三下,一下比一下狠,一下比一下深,纥石烈大康的惨叫声一次比一次高。
“狗官,你净出一些下作的主意。”随后赶来的岳银瓶侧过头去,嘴里骂道,只是声音里没有任何不满,只有难为情的感觉。
秦天德没时间跟岳银瓶解释,因为秦武又要捅第四下了:“秦武,住手!你没看见他那里已经流血了么?你在捅下去他非死不可!三儿,把棍子拿回来!”
“大人,难不成你要放过他?”秦武瞪大了双眼,手中紧握着木棍。对于现在的他来说,一刀砍死这个金国的谋克那实际上是对其的恩赐,只有让他以那种方式耻辱而又痛苦的死去,才是最让自己解气的。
“本官办事用告诉你么?”秦天德不满的斜了眼秦武,然后又笑呵呵的看向地上痛苦不已的纥石烈大康,“你的名字。”
“纥,纥石烈大康”
“纥石烈部落的?”
“是。”
“纥石烈志宁和你什么关系?”
纥石烈志宁,是有“小尧舜”之称的金世宗时期的一员名将,沉稳刚毅,素有大略,也是完颜宗弼——也就是金兀术——的女婿。

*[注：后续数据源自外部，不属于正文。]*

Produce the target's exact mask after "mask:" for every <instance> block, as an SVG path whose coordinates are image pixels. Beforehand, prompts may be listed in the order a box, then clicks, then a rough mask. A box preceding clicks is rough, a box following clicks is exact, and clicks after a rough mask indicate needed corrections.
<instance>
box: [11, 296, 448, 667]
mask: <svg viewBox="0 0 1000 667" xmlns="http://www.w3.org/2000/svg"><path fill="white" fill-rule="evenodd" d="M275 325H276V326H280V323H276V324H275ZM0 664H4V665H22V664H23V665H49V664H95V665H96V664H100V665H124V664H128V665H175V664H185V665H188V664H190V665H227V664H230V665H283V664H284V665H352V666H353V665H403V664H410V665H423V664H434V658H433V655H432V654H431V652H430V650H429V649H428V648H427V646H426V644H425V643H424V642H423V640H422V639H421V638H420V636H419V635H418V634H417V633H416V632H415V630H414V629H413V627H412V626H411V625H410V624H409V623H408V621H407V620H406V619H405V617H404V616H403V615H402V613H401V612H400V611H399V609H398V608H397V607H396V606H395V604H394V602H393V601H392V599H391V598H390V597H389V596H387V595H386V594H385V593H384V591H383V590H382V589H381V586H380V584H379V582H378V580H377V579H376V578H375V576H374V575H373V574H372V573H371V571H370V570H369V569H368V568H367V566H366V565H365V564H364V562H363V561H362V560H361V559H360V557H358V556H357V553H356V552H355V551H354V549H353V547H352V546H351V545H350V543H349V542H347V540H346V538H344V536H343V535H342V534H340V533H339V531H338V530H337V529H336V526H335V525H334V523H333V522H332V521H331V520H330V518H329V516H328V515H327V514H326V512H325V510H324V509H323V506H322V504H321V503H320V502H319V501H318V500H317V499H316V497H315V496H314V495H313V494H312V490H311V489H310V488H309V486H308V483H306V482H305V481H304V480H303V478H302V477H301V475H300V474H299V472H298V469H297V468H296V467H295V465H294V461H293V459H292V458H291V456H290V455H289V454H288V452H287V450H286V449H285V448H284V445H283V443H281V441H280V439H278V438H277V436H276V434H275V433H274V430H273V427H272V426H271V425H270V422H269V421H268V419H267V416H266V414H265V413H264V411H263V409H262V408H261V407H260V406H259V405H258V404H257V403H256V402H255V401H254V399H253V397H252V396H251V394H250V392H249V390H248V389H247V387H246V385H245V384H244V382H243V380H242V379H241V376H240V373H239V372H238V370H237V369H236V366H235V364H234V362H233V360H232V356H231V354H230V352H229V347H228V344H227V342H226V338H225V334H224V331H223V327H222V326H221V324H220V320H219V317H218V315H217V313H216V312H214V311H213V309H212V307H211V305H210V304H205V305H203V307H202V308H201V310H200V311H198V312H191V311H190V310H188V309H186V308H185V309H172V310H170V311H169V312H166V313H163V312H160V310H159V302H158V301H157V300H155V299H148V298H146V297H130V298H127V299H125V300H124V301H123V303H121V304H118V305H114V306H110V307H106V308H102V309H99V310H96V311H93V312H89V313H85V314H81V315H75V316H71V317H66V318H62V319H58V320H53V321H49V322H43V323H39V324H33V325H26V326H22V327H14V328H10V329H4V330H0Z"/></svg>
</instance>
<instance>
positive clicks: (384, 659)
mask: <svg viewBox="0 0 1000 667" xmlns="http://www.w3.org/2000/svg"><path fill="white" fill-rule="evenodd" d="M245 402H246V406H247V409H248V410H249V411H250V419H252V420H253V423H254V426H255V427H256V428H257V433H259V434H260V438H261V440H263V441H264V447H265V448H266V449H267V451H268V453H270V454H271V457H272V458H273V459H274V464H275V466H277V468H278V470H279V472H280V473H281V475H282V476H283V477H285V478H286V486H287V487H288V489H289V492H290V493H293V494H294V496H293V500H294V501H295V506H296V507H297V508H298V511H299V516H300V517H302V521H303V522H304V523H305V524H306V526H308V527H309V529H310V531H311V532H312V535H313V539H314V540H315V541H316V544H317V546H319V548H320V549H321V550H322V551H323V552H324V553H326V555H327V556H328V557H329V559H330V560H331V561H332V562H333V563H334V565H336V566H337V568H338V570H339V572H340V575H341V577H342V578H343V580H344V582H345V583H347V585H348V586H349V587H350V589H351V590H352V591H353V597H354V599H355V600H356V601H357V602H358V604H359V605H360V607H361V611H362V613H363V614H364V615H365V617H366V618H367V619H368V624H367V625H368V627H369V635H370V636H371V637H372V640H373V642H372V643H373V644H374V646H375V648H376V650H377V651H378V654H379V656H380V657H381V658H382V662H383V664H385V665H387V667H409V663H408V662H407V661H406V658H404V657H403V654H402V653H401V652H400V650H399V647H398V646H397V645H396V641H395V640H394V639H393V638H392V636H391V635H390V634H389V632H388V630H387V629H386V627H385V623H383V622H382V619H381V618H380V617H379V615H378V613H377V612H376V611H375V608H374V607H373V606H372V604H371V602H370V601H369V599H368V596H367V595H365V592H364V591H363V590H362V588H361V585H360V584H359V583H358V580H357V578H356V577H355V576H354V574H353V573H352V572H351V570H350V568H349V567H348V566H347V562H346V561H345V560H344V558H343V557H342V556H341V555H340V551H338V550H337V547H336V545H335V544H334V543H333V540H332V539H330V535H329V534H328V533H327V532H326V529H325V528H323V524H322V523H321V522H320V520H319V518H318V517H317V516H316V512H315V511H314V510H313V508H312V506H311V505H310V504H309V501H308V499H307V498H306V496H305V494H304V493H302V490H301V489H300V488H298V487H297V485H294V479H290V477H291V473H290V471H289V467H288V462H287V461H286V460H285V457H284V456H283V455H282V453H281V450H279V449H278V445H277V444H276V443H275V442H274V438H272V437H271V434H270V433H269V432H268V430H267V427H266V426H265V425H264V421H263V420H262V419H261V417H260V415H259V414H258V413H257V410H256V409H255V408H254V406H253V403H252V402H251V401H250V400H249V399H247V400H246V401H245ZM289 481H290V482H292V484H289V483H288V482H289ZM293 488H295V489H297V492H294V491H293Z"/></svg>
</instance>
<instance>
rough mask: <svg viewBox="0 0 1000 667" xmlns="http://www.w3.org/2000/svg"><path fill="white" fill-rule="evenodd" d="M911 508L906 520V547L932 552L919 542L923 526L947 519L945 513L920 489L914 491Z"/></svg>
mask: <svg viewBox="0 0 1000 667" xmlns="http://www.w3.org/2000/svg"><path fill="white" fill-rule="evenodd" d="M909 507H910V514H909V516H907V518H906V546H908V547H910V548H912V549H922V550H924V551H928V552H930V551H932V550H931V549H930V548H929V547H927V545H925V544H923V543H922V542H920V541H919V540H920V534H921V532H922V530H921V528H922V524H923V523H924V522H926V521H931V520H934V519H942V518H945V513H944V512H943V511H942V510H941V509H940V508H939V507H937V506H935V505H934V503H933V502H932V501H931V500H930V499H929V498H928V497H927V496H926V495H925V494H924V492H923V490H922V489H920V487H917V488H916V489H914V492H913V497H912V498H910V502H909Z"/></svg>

咦?纥石烈大康立刻停止了挣扎,有些诧异的看着秦天德,半响才说道:“是我族弟。”
“当真?”
“当真。”纥石烈大康有些迷糊了,他这个族弟如今只是一个在皇宫中担任一个小小的护卫,怎么眼前的南人居然会知道?
“哎呀,这么说咱们就是自己人了!三儿,赶快松绑,二子去取些水来!”秦天德突然一拍大腿,脸上露出了歉意。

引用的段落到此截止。